To find the speed of the automobile after 1.42 seconds have elapsed, we can use the equation:
vf = vi + at
Where:
- vf represents the final velocity (speed) of the automobile
- vi represents the initial velocity (speed) of the automobile
- a represents the acceleration
- t represents the time elapsed
In this case, the initial velocity (vi) is 12.1 m/s (given in the question), the acceleration (a) can be calculated using the coefficient of kinetic friction (μ), and the time elapsed (t) is 1.42 seconds (also given in the question).
To calculate the acceleration (a), we can use the formula:
a = μ * g
Where:
- μ represents the coefficient of kinetic friction
- g represents the acceleration due to gravity (approximately 9.8 m/s²)

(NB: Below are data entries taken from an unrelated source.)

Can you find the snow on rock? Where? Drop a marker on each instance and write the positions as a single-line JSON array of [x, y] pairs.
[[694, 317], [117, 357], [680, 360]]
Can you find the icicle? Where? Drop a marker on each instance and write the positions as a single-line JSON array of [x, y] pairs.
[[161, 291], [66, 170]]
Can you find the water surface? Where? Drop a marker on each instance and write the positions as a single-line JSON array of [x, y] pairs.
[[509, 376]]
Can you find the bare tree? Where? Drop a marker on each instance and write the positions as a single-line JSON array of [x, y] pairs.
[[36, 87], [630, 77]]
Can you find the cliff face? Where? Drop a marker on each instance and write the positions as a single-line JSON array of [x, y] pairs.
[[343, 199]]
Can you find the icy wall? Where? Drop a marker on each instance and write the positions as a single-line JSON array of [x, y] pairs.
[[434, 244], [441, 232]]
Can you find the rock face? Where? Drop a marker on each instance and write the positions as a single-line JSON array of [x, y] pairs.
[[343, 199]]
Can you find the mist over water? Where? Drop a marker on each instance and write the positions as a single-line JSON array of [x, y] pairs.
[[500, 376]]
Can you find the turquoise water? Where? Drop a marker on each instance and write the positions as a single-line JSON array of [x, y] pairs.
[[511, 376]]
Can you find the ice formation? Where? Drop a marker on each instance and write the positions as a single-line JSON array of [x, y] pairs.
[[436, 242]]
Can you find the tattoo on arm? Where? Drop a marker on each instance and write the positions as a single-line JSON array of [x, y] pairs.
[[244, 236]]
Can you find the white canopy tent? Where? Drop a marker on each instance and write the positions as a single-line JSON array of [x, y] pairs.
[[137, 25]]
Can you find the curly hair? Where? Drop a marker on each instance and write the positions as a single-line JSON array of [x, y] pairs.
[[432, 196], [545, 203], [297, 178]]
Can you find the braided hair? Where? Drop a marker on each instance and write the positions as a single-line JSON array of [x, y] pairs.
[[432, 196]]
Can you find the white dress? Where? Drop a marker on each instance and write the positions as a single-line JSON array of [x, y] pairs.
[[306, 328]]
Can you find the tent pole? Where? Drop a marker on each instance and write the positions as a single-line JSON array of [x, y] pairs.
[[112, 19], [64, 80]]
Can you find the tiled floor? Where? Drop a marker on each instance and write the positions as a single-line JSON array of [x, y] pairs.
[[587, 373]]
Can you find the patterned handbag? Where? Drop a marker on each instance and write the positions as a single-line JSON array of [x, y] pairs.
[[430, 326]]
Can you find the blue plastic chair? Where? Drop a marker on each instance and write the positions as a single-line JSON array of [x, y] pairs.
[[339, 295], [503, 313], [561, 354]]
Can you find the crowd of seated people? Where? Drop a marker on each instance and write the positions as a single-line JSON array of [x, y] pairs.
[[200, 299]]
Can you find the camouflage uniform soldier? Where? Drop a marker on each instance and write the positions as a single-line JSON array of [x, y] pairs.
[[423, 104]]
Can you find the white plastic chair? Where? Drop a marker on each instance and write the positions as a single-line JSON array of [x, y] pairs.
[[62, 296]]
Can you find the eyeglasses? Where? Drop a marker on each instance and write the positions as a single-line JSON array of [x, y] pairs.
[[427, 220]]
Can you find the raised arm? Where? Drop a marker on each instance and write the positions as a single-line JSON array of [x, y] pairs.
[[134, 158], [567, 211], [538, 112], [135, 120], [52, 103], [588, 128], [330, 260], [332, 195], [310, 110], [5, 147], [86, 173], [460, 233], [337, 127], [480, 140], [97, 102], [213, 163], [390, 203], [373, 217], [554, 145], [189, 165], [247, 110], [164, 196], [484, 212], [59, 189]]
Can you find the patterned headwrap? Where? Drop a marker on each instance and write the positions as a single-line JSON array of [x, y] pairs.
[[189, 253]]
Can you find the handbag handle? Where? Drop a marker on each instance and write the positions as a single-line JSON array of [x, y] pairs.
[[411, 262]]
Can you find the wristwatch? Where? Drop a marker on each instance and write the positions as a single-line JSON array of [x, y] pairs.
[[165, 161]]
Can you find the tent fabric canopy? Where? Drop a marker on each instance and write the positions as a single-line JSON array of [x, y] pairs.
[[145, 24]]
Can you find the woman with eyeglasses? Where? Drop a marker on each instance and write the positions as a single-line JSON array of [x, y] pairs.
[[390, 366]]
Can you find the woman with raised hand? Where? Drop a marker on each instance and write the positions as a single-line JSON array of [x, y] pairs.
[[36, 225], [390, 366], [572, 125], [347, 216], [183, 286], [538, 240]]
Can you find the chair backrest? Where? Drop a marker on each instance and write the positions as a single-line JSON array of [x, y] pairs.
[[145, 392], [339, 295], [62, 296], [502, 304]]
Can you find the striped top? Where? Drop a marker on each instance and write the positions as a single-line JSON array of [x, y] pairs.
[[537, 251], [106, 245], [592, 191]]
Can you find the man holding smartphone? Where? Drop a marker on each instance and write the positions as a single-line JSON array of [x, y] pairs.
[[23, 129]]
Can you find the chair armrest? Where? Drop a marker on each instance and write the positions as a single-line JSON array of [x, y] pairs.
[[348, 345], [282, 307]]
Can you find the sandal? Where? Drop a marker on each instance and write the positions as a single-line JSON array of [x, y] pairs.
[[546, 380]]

In this case, the coefficient of kinetic friction (μ) is given as 0.740.
First, let's calculate the acceleration:
a = 0.740 * 9.8 m/s²
a ≈ 7.252 m/s²
Now, we can plug the values into the first equation to find the final velocity (vf):
vf = 12.1 m/s + (7.252 m/s² * 1.42 s)
vf ≈ 22.518 m/s
Therefore, the speed of the automobile after 1.42 seconds have elapsed is approximately 22.518 m/s.